COMENTARIO

 Rt 2,1-17 

El Señor retribuyó abundantemente la generosidad de Rut. Estas páginas hablan de la providencia de Dios, que con gran discreción, con aparente naturalidad, sin realizar acciones prodigiosas, fue disponiendo los medios para que no faltara a Noemí y Rut lo necesario para sustentarse. «La solicitud de la divina providencia es concreta e inmediata; tiene cuidado de todo, de las cosas más pequeñas hasta los grandes acontecimientos del mundo y de la historia. Las Sagradas Escrituras afirman con fuerza la soberanía absoluta de Dios en el curso de los acontecimientos: “Nuestro Dios en los cielos y en la tierra, todo cuanto le place lo realiza” (Sal 115,3); y de Cristo se dice: “si Él abre, nadie puede cerrar; si Él cierra, nadie puede abrir” (Ap 3,7); “hay muchos proyectos en el corazón del hombre, pero sólo el plan de Dios se realiza” (Pr 19,21)» (Catecismo de la Iglesia Católica, n. 303).

En la Ley estaba previsto que después de segar un terreno no se volviese a recoger lo que se les hubiera caído u olvidado a los segadores, de modo que los necesitados pudieran alimentarse de las espigas que quedasen en el suelo (cfr Lv 19,9-10 y Dt 24,19). Rut, acogiéndose a esta medida humanitaria, sale tras los segadores para buscar algo de alimento y entra en el campo de Booz. Éste, al visitar a sus hombres, reparó en la muchacha y la trató con benevolencia al saber quién era.

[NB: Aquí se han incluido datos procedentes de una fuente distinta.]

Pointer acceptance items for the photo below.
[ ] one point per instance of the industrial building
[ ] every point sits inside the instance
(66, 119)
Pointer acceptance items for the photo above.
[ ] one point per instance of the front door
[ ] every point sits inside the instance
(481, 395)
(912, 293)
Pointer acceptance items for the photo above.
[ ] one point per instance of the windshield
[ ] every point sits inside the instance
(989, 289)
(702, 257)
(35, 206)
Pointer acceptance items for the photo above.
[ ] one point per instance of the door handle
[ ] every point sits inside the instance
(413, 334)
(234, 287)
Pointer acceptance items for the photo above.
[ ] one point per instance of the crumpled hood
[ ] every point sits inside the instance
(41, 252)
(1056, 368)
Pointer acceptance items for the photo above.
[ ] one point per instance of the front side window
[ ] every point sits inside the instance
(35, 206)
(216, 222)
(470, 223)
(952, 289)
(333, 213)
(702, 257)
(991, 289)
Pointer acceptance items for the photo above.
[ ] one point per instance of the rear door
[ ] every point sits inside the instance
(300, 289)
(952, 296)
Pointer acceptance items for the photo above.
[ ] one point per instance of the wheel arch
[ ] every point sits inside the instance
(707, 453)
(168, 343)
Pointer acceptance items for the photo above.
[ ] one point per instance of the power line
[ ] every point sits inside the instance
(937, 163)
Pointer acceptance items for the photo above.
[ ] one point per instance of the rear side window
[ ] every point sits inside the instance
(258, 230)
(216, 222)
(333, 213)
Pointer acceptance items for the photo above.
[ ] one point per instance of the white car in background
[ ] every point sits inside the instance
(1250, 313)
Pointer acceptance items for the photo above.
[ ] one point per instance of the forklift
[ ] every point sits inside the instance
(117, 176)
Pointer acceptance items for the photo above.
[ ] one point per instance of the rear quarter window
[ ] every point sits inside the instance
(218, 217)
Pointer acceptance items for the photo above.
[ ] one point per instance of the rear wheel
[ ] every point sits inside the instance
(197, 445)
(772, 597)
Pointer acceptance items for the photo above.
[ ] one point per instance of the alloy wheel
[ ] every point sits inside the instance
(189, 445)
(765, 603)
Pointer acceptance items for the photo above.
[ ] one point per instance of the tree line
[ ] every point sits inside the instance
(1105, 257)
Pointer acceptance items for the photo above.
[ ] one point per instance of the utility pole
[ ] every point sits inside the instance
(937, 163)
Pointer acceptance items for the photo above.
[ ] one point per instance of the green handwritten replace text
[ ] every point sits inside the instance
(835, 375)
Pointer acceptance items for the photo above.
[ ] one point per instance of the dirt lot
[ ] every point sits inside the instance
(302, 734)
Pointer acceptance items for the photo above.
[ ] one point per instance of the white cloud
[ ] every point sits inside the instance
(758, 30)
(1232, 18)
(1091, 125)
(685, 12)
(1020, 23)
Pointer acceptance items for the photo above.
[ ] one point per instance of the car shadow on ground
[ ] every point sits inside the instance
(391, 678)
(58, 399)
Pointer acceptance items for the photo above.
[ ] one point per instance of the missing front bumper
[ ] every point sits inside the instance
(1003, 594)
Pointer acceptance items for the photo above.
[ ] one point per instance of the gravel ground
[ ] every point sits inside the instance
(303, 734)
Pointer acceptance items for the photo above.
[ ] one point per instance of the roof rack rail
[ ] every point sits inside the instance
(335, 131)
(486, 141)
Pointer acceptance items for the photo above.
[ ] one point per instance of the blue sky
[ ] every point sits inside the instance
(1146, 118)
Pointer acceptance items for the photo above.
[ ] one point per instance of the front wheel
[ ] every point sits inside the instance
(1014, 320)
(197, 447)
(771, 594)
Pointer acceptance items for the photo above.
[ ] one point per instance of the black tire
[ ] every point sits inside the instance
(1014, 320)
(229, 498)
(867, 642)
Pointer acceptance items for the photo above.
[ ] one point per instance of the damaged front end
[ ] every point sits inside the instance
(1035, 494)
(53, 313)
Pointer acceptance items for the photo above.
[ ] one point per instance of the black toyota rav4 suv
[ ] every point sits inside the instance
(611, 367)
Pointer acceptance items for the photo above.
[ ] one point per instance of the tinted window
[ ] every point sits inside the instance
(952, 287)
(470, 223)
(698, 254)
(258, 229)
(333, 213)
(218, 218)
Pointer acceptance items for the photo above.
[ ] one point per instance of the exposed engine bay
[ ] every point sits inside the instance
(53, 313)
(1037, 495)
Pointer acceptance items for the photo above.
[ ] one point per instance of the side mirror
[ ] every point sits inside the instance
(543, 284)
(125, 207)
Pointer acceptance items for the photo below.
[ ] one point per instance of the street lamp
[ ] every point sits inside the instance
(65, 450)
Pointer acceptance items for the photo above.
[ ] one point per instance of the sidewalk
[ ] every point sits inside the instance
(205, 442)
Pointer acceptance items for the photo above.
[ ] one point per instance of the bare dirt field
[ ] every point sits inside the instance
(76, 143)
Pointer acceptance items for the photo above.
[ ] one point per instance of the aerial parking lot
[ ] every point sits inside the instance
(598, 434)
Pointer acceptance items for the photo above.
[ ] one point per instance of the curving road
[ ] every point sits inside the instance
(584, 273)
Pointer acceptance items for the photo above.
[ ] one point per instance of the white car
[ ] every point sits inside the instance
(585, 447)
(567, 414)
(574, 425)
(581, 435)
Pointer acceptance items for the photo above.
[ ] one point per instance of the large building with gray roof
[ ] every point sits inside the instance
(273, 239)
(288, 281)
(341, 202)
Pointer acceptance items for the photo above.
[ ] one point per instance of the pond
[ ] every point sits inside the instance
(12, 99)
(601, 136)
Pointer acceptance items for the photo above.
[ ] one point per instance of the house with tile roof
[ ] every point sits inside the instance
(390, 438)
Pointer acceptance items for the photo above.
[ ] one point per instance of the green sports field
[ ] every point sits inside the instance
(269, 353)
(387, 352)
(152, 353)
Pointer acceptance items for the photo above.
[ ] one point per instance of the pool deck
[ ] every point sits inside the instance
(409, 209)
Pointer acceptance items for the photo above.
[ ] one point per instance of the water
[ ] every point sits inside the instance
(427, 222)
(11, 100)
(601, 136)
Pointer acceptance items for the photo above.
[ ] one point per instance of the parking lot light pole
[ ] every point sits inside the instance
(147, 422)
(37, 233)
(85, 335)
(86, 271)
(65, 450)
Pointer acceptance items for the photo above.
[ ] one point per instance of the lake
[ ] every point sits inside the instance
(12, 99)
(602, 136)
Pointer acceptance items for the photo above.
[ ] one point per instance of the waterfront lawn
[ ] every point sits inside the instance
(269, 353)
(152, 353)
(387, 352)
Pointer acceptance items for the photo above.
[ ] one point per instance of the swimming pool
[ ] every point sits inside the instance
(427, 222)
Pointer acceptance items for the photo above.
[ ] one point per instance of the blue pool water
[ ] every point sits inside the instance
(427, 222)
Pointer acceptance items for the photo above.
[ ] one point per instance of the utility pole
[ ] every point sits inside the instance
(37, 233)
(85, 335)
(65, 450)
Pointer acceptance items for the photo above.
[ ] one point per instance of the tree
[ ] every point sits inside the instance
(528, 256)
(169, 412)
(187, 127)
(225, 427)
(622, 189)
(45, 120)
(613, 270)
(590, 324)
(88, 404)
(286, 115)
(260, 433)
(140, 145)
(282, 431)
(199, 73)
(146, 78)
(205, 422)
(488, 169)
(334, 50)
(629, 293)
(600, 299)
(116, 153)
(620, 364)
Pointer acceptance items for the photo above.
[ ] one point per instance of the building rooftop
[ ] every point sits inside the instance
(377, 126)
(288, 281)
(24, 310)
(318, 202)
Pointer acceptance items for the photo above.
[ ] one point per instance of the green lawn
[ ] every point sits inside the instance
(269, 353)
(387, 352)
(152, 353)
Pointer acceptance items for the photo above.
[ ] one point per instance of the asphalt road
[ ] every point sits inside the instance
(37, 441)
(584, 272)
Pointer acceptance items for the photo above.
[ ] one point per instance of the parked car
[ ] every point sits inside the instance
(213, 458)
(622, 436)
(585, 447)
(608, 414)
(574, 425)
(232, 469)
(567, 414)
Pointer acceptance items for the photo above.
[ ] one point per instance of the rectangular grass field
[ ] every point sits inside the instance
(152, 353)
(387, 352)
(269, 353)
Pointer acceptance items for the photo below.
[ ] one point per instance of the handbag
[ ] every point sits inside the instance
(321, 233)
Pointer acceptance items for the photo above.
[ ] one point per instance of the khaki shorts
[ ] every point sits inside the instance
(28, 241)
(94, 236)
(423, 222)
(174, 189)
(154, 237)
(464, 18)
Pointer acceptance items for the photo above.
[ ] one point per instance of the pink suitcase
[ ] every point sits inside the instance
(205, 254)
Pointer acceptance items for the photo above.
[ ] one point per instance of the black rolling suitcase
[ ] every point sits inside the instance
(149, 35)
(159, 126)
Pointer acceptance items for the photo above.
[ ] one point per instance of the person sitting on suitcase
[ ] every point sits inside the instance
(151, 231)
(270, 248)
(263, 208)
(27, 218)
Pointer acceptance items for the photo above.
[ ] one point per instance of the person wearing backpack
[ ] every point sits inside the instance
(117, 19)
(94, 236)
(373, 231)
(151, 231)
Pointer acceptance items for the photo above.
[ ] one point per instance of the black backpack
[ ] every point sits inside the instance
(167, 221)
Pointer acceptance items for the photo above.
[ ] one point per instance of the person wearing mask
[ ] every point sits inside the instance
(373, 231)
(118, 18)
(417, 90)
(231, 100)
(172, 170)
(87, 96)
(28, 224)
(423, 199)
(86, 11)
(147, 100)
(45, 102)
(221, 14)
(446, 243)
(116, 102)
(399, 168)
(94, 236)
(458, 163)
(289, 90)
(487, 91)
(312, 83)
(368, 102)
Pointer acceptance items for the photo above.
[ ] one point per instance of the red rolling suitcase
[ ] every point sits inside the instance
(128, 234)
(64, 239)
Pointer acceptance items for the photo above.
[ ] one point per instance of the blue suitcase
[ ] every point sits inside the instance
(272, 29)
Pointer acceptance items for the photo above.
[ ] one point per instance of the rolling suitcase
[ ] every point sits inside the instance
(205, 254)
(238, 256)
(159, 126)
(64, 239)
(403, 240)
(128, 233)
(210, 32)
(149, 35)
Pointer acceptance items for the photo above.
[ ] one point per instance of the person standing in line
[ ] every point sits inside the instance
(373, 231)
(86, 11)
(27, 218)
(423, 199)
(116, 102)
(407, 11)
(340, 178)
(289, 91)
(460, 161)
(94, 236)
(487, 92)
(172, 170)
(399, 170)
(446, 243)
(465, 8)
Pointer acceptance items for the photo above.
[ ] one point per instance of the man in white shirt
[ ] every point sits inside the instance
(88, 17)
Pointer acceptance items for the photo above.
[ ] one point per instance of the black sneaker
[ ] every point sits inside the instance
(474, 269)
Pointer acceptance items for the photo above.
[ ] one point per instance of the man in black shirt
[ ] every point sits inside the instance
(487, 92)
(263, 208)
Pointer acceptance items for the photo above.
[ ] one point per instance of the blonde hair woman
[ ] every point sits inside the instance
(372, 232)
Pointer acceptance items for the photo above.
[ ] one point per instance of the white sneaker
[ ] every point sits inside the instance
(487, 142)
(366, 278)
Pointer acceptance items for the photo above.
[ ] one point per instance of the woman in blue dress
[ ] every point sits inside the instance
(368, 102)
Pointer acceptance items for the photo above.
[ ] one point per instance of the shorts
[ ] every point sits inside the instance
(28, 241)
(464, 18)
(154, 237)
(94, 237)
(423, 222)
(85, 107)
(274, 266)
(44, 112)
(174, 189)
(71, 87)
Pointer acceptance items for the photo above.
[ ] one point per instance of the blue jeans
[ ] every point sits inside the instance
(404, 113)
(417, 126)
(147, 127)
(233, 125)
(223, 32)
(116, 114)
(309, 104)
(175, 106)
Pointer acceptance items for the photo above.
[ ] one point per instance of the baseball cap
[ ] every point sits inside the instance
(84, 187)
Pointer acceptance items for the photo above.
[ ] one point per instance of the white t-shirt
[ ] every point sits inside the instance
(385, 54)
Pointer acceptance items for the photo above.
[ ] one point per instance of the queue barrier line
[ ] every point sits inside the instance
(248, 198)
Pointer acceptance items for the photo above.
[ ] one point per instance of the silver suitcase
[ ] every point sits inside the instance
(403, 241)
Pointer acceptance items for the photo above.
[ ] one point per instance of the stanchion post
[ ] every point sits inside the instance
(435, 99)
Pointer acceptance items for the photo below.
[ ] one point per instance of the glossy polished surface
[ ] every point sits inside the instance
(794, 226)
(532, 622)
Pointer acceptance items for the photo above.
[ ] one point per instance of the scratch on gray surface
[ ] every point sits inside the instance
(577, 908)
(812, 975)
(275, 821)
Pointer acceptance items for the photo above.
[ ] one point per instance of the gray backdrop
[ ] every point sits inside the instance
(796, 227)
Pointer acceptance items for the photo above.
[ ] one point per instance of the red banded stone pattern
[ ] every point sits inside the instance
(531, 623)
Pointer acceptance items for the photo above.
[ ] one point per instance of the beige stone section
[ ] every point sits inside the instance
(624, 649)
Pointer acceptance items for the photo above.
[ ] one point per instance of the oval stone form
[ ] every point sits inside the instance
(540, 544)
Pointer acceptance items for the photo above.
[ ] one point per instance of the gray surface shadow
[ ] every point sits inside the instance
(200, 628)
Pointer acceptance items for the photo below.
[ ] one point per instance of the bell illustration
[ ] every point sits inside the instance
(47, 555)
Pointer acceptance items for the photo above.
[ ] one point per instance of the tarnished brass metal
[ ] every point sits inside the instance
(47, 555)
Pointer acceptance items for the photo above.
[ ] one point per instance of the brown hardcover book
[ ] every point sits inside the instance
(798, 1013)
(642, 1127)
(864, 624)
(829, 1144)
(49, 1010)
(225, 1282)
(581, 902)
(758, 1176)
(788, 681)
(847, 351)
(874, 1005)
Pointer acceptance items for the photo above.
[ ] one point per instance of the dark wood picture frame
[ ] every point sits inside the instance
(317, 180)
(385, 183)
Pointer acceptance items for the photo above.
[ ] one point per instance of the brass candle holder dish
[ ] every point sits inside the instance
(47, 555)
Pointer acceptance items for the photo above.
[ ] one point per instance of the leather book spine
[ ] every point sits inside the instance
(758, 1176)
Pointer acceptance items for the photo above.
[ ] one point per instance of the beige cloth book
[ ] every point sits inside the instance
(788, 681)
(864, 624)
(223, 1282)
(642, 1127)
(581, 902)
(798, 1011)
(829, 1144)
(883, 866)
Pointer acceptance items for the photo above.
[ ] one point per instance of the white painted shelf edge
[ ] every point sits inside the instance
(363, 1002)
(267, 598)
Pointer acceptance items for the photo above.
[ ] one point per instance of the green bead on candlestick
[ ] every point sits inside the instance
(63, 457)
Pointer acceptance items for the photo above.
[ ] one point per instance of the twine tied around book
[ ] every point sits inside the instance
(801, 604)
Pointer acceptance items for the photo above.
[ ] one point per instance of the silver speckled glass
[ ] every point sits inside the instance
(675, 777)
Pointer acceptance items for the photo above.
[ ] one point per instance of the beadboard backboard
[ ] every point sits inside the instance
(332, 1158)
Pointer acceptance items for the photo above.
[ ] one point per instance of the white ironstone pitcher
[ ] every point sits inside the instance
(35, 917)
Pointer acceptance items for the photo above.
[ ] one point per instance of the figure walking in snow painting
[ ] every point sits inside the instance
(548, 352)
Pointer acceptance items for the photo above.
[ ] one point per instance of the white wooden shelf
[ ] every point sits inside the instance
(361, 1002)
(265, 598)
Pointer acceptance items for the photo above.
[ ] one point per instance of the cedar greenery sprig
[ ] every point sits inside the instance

Ese favor fue una muestra de la protección que le dispensó «el Señor, Dios de Israel, bajo cuyas alas buscaste refugio» (2,12), como le diría Booz. La idea de acudir al Señor para encontrar cobijo bajo sus alas es un modo de hablar frecuente en la Biblia (cfr Dt 32,10-11; Sal 17,8; 36,8; 61,5; 63,8 y 91,4) que expresa con gran fuerza poética la ternura con que Dios se hace cargo del cuidado de los que se acogen a Él. Nuestro Señor Jesucristo la utilizará también para manifestar el afecto que había mostrado hacia la Ciudad Santa sin ser correspondido: «Cuántas veces he querido reunir a tus hijos, como la gallina reúne a sus polluelos bajo las alas, y no quisiste» (Mt 23,37).